Leaves come in many sizes and shapes. Sometimes there are many shapes of leaves on the same plant; Sassafras for example has four leaf shapes on the same plant! On this plant, leaves can have lobes, so the blade can be ovate, left-handed mitten, right-handed mitten, and tri-lobate.

In many plants the leaves are simple (one blade per petiole). In other species, the leaves are compound (more than one blade per petiole). Some species have the multiple blades attached to the end of the petiole (palmately compound), others have them attached along the edges of the petiole (pinnately compound). Yet other leaves have no petiole at all (sessile).

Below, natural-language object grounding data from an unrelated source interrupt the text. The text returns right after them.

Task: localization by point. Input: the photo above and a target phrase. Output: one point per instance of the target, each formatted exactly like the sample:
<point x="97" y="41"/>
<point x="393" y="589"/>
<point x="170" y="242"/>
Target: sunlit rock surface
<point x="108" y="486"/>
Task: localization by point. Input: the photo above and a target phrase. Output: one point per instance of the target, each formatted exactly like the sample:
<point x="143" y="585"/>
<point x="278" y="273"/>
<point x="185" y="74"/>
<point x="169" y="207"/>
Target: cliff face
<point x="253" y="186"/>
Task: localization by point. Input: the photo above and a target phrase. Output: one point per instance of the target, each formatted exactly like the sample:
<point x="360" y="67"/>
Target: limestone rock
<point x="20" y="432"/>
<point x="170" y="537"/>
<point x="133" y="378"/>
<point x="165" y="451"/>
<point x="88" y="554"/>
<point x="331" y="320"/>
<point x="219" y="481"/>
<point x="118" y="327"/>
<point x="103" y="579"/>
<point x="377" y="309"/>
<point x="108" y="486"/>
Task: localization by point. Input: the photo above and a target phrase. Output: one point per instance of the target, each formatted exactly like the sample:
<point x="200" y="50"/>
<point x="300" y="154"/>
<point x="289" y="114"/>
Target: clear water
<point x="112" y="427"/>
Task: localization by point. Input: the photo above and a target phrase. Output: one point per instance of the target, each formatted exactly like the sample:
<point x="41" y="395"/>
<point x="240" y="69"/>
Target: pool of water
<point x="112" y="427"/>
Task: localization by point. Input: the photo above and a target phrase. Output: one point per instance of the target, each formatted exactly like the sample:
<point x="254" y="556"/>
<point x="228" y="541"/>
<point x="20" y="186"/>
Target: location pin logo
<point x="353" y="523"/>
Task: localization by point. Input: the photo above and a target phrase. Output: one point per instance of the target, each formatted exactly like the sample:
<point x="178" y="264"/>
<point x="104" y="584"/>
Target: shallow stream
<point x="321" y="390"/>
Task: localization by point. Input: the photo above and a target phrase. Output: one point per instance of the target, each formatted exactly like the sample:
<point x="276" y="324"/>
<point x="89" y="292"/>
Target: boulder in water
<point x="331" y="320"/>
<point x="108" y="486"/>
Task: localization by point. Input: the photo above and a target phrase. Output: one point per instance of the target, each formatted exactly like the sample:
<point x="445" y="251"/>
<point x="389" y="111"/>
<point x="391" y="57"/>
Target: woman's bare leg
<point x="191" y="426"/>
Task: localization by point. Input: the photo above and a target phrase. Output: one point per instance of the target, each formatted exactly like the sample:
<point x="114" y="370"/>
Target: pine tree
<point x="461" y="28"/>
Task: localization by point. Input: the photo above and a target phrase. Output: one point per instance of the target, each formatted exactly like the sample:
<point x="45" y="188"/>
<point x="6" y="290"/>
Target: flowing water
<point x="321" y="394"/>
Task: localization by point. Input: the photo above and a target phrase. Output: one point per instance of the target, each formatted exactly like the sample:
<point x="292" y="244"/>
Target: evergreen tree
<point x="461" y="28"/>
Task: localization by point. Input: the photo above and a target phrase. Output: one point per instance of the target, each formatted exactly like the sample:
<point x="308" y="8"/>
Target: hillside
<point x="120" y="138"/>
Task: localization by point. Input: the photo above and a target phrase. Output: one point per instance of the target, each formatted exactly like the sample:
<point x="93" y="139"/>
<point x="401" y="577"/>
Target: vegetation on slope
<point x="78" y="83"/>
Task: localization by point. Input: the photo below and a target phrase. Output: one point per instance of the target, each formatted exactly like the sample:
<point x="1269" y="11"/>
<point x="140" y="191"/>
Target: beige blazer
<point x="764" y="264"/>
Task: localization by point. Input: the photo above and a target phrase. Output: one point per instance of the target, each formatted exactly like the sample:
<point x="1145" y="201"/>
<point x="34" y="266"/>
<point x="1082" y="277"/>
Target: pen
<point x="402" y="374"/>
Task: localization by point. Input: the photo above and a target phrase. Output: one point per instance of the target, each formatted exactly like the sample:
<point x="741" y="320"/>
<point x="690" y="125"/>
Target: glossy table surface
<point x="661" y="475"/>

Leaves are attached to the stem at a position called the node. The number of leaves that attach to the node determine the leaf arrangement. If only one leaf is attached at each node, the arrangement is alternate. If two leaves attach at a node, they are in an opposite arrangement. If more than two leaves attach at the node, then the leaves are whorled.

The many shapes, compositions, and arrangements of leaves permit a taxonomist to use leaves as important characteristics to distinguish plant species. However a leaf shape, composition, and arrangement is more likely to lead to a genus identification than it is to lead to a specific identification.

Leaves also vary in lifespan. In deciduous species, the leaves last less than a single year, and in the autumn these all fall off, leaving the bare stems. In evergreen species, the leaves last more than one year, so there never is a time that the plant has bare stems. However, even in these evergreen species, older leaves change color and fall from the branches each season, and often in autumn. A walk under some pine trees will reveal much leaf-litter to you. The color change is a result of biochemical breakdown of materials in the aging leaves. The subunits of those materials are loaded in the phloem of the leaf and are transported to the rest of the plant for use in the next season. The plant is not recycling hydrocarbons in this senescence process; it is recycling mineral and other nutrients. The chlorophyll binding proteins have much nitrogen that needs to be retained. The chlorophyll contains nitrogen in the porphyrin ring system, and a Magnesium ion that is also worthy of retention. So the green color disappears. Anthocyanins and carotenoid pigments (red and yellow) are hydrocarbons or less...so they are dispensable to a plant. So abscission is initiated as the last of the minerals have been mined from the leaf. An abscission zone in the petiole of the leaf produces the enzyme, pectinase, and the cells come "unglued" to each other in this layer of the petiole. The weight of the blade then causes the separation of leaf from the stem.

Time permitting, I will show you some examples of leaves that do unusual things. You will learn to recognize Verbascum thapsis which we employ as a kind of Native American Charmin. We will see epidermal glandular hairs in Cannabis that supply defense against herbivores (if "fun" for bigger Homo sapiens). We will see the floating leaves of Victoria that have their stomata in the upper epidermis and huge gas spaces for floatation. These leaves float well enough that the weight of a young woman in a formal gown, distributed evenly by a sheet of plexiglass on the blade, can be supported by these "lily pads." We will also consider some strange adaptations of leaves to obtain minerals (normally a root function) in carnivorous plants. These plants have leaves modified to trap and digest insects to mine out their calcium and other minerals. Examples will include Dionea (the Venus' flytrap), Drosera (the sundew), and Sarrascennia (the pitcher plant).